Home > Velvet Was the Night(57)

Velvet Was the Night(57)
Author: Silvia Moreno-Garcia

       Maite told her mother she couldn’t speak because she was at work, but then her mother threatened to phone her at home that night. Maite hoped she forgot to do it and almost considered asking her sister if she wouldn’t get her mother off her case.
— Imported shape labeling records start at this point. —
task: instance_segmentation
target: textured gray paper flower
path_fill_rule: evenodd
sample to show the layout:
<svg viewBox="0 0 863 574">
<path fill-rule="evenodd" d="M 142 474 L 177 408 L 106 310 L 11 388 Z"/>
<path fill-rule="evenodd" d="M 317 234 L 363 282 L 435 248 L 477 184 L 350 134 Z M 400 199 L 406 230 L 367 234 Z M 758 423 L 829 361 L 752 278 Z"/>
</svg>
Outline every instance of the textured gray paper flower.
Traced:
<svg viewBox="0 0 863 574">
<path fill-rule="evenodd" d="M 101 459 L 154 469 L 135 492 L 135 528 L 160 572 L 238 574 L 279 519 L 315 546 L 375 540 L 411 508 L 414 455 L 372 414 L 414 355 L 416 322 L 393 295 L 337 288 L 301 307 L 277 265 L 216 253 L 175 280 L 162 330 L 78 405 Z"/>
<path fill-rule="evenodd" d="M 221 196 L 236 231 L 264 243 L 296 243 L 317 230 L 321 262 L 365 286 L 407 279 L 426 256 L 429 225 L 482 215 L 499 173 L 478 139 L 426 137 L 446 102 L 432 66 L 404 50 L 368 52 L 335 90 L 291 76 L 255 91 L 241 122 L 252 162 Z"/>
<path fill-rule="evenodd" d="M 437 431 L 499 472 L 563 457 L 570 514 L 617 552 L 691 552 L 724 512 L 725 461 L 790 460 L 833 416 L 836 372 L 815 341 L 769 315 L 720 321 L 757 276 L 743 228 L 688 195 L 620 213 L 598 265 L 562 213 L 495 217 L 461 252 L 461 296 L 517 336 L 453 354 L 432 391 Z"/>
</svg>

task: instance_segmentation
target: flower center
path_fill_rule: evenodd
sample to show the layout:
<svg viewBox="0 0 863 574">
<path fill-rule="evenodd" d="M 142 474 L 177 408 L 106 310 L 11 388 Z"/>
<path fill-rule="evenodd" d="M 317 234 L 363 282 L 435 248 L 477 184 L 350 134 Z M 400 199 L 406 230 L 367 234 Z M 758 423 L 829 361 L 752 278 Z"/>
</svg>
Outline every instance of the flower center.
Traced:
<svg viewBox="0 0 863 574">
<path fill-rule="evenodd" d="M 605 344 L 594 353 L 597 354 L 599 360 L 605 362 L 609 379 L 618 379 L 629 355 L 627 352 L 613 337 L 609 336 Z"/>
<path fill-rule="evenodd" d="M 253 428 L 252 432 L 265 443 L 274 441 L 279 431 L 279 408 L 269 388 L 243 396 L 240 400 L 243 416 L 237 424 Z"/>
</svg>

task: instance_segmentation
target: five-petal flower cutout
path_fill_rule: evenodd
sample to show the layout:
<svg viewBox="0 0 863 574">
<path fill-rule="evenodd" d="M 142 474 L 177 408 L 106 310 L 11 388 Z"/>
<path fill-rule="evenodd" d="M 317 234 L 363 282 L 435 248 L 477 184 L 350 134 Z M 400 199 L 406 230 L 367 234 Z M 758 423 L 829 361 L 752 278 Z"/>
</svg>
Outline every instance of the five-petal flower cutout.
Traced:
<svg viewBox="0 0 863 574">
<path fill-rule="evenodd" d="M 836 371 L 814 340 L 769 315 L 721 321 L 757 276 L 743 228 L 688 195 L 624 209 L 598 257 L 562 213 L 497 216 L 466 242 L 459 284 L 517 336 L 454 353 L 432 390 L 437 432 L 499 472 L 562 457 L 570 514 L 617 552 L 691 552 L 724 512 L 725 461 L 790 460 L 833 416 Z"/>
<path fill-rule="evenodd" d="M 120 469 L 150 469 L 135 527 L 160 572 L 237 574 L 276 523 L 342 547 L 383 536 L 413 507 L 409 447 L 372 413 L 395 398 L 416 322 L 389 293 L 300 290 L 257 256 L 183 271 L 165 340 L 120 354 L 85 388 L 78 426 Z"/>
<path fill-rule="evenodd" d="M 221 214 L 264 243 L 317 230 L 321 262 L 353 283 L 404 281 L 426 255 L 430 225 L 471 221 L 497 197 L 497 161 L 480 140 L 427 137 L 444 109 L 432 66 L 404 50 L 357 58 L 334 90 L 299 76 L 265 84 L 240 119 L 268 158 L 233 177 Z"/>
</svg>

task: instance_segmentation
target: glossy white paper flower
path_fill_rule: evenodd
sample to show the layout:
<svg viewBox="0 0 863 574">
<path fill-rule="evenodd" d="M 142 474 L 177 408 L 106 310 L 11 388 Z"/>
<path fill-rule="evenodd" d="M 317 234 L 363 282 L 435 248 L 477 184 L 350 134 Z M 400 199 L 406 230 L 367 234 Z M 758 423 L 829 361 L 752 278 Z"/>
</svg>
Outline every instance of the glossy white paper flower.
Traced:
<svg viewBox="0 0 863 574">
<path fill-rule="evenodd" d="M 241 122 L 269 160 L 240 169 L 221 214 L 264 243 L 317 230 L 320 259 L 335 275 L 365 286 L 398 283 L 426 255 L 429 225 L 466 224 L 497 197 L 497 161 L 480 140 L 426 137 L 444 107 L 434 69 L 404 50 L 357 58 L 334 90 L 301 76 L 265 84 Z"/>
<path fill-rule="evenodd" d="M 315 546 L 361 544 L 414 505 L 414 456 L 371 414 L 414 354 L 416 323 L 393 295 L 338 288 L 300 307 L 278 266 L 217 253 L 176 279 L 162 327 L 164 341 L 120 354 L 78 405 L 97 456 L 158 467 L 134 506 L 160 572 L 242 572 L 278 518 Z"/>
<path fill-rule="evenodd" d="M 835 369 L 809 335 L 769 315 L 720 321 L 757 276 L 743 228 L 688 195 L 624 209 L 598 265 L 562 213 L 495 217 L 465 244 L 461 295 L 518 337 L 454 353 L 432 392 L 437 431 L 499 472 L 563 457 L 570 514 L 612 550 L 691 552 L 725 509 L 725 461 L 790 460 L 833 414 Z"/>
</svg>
   Around eleven a.m. Maite made up a migraine and said she needed to go home early and explained Diana had promised to finish her work. Her boss didn’t seem pleased, but he said fine, and at one o’clock she took the elevator downstairs and waited for Rubén to show up.

   She smiled, thinking if Diana poked her head out the window she’d see her getting into the car.

   “Good day at work?” Rubén asked.

   “Fine. And you?”

   “Work was all right. But worms keep coming out of the woodwork to prop up the president. Look at Octavio Paz and Carlos Fuentes, that couple of boot-lickers. And you should have seen Excélsior: they had a letter signed by José Luis Cuevas, Rufino Tamayo, Ramón Xirau, and all that lot, praising the president. Intellectuals and artists with Echeverría! Fuck them! You hear people saying it’s ‘Echeverría or fascism,’ like there’s no other choice, and you can’t trust anyone these days. Changing things from the inside! The bullshit they spout. And we…even we are not immune to this crap.”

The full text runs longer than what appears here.